GCMD’s Project CAPTURED, completed in mid-2025, tracked carbon dioxide captured from the exhaust of a container vessel, liquefied onboard, transferred ship to ship, and then transported for industrial use. The centre’s latest analysis, verified by DNV, quantifies greenhouse gas impacts across the entire carbon value chain, from capture at sea to final utilisation on land, including ship-to-ship offloading and downstream use.
The findings hinge on a distinction with significant commercial implications. Using a consequential life cycle assessment, which accounts for emissions avoided when captured CO2 displaces carbon-intensive materials, the pilot achieved net emissions savings of 7.9 per cent across the value chain.
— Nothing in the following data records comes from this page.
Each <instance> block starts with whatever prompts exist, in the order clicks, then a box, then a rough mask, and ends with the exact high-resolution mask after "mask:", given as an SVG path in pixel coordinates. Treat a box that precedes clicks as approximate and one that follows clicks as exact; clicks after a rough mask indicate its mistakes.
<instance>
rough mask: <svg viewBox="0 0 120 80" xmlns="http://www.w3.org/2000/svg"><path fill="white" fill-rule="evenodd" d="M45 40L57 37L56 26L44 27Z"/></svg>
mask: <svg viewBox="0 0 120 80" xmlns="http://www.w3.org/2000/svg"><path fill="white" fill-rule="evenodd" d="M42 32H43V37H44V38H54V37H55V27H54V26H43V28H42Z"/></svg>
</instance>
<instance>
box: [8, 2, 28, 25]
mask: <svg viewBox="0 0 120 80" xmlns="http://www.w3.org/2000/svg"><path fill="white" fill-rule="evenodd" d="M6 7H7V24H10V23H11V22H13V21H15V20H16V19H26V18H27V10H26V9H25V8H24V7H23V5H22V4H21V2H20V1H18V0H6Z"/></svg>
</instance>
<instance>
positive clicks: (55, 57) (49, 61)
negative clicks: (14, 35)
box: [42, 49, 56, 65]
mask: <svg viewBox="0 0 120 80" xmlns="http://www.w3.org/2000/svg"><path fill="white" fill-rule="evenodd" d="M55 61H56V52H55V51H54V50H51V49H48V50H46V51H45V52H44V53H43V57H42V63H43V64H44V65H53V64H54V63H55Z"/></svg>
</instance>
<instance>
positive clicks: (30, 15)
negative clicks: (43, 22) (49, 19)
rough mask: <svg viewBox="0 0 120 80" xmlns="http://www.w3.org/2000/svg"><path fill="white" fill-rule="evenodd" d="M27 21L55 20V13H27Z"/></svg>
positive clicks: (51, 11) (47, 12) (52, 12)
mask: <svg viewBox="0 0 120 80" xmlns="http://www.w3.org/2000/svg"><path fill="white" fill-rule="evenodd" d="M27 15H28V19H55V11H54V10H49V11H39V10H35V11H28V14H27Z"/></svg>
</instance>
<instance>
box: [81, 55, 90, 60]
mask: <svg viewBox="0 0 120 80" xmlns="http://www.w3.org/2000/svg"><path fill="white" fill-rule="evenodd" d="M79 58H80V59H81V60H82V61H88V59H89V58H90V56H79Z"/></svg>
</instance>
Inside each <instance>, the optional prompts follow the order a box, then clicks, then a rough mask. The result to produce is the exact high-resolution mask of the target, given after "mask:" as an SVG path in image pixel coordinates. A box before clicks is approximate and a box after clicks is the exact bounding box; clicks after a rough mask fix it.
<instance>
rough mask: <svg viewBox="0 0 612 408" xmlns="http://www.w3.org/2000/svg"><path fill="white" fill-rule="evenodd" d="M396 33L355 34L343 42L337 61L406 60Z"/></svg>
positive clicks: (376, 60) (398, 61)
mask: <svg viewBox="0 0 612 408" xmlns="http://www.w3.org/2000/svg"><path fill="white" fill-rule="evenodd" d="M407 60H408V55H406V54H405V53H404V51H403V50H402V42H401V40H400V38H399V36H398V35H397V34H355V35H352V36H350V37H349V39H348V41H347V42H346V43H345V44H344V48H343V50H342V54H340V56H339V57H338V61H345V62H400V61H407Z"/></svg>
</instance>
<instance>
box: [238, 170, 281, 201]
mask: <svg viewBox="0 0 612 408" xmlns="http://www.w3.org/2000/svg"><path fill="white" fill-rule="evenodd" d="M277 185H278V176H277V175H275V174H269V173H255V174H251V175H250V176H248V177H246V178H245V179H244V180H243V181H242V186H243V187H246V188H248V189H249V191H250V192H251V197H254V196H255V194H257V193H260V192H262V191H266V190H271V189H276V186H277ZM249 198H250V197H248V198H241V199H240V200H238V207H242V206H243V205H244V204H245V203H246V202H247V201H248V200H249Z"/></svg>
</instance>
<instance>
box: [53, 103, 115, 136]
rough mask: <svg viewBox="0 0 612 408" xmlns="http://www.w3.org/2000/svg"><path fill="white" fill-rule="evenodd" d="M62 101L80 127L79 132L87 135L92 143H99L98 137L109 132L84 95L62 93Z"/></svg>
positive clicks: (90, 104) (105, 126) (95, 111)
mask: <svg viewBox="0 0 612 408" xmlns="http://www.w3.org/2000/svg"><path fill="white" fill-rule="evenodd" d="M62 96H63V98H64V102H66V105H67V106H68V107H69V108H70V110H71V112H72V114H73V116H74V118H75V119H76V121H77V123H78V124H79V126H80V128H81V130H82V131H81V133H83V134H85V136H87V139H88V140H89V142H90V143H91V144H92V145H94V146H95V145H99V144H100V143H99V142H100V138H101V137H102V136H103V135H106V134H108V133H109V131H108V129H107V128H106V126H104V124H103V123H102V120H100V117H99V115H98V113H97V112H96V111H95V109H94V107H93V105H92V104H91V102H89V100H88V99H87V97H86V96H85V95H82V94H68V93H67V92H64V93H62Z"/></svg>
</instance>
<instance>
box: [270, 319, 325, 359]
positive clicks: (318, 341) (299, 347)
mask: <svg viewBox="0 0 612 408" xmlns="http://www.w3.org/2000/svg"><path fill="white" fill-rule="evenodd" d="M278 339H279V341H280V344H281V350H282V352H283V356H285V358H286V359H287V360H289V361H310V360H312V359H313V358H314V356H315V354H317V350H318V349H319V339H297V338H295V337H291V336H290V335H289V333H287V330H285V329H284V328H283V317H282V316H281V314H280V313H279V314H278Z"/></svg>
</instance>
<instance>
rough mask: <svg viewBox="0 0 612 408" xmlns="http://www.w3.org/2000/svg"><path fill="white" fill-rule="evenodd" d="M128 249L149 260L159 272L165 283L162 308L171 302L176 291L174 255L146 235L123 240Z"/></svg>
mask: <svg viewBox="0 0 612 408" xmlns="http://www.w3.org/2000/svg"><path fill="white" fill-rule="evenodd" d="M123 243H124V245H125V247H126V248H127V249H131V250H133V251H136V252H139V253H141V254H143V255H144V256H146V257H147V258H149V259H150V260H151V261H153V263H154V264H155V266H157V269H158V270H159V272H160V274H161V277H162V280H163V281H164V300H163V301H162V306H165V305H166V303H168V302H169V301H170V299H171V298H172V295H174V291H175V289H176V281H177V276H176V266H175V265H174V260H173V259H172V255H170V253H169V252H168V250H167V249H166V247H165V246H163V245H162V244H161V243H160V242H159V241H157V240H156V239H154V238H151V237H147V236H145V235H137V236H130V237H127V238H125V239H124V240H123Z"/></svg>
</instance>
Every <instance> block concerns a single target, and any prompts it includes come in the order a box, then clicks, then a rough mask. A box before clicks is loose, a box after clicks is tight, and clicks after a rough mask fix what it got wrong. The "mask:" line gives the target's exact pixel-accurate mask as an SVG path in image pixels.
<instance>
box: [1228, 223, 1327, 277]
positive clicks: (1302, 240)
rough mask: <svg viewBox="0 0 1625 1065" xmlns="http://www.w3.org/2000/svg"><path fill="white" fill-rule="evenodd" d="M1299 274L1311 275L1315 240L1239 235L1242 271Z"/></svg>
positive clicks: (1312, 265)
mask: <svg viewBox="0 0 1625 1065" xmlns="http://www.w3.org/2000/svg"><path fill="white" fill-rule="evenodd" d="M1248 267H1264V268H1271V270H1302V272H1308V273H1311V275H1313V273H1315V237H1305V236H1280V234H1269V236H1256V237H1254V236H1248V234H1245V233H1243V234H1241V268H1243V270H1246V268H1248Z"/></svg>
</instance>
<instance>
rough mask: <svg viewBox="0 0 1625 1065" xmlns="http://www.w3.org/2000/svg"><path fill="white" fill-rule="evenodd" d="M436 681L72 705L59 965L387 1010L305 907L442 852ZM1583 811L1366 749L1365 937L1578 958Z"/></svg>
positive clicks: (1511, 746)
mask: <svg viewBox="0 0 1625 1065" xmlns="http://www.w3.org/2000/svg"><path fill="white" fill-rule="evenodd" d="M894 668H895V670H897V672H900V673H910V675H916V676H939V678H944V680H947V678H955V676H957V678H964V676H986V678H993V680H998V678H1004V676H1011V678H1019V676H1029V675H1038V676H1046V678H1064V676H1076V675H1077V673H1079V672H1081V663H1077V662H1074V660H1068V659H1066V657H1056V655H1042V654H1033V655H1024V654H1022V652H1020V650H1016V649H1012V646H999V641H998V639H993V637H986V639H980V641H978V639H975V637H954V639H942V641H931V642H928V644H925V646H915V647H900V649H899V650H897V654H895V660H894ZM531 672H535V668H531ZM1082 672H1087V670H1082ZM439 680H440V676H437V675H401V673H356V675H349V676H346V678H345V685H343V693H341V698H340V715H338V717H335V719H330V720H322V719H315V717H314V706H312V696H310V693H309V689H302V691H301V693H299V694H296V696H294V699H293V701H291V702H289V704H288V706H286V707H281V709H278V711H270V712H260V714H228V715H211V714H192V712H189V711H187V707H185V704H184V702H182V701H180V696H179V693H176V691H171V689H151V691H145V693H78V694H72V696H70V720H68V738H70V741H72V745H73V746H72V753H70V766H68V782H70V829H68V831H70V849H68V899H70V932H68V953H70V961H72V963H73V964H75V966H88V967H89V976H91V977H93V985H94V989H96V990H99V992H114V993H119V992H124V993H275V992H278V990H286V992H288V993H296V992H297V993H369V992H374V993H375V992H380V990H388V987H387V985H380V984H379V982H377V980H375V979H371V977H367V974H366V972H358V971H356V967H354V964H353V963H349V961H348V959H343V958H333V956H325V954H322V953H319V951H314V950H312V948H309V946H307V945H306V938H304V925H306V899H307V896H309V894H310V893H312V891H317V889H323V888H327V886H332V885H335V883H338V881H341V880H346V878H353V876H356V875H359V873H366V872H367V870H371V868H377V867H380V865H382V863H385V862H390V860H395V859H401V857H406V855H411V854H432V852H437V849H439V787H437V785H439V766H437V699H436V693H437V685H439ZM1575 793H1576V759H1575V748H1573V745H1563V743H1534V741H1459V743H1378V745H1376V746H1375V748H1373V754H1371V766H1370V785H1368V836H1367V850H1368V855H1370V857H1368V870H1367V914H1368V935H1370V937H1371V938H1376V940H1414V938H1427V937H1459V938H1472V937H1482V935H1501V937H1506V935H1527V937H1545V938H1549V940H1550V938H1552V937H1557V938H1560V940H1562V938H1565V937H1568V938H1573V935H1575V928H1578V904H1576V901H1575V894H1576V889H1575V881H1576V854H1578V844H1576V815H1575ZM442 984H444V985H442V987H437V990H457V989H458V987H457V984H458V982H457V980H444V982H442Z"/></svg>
This equates to 0.84 tonnes of CO2 avoided for every tonne captured and offloaded, with the system operating at a capture rate of 10.7 per cent.
Those savings were realised even though the pilot was burdened by what GCMD describes as first-of-a-kind inefficiencies. The absence of a waste heat recovery system increased the fuel penalty associated with running onboard carbon capture, while logistics emissions were inflated by CO2 venting during handling and by around 2,200 km of overland transport by truck. When these constraints are removed in a hypothetical optimised scenario, life cycle emissions savings rise to 17.8 per cent, close to two tonnes of CO2 avoided per tonne captured.
By contrast, applying the attributional life cycle approach recommended under current IMO guidelines produces a very different picture. From a shipowner’s perspective, with system boundaries ending at the point of CO2 utilisation and assuming permanent storage, the same value chain is assessed as increasing emissions by 8.6 per cent compared with a no-capture baseline. Avoided emissions from downstream product substitution are excluded entirely.
This methodological divergence helps explain the slow uptake of onboard carbon capture systems, despite growing interest from equipment suppliers and charterers. As GCMD puts it in its report, utilisation pathways can appear to deliver no emissions benefit under existing rules, offering little incentive to bear the capital and operating costs of installation.
The utilisation route tested under Project CAPTURED involved mineralising captured CO2 into precipitated calcium carbonate and post-carbonated slag. Both products displace materials typically produced through carbon-intensive processes, particularly limestone-based calcium carbonate used in construction. According to the assessment, this mineralisation pathway delivers greater overall climate benefit than permanent storage, once avoided emissions from displaced materials are included.
The centre also modelled higher capture rates to explore longer-term potential. At a 40 per cent capture rate, utilisation delivers life cycle emissions savings of 34 per cent, compared with 21 per cent for offshore permanent storage. Under more optimised value chains, savings from utilisation could be substantially higher again.
For GCMD, the results reinforce the view that onboard carbon capture has a role as a mid-term measure for vessels that will continue to burn conventional fuels for some years. Professor Lynn Loo, GCMD’s CEO, said: ‘Project CAPTURED shows that onboard carbon capture, when thoughtfully integrated with utilisation pathways, can deliver real emissions reductions today while we continue to scale up low- and zero-carbon fuels.’
She added: ‘It also highlights how we measure and account for those reductions matter. If our frameworks continue to ignore avoided emissions and displaced carbon, we risk disincentivising investments in solutions that can meaningfully bend the emissions curve.’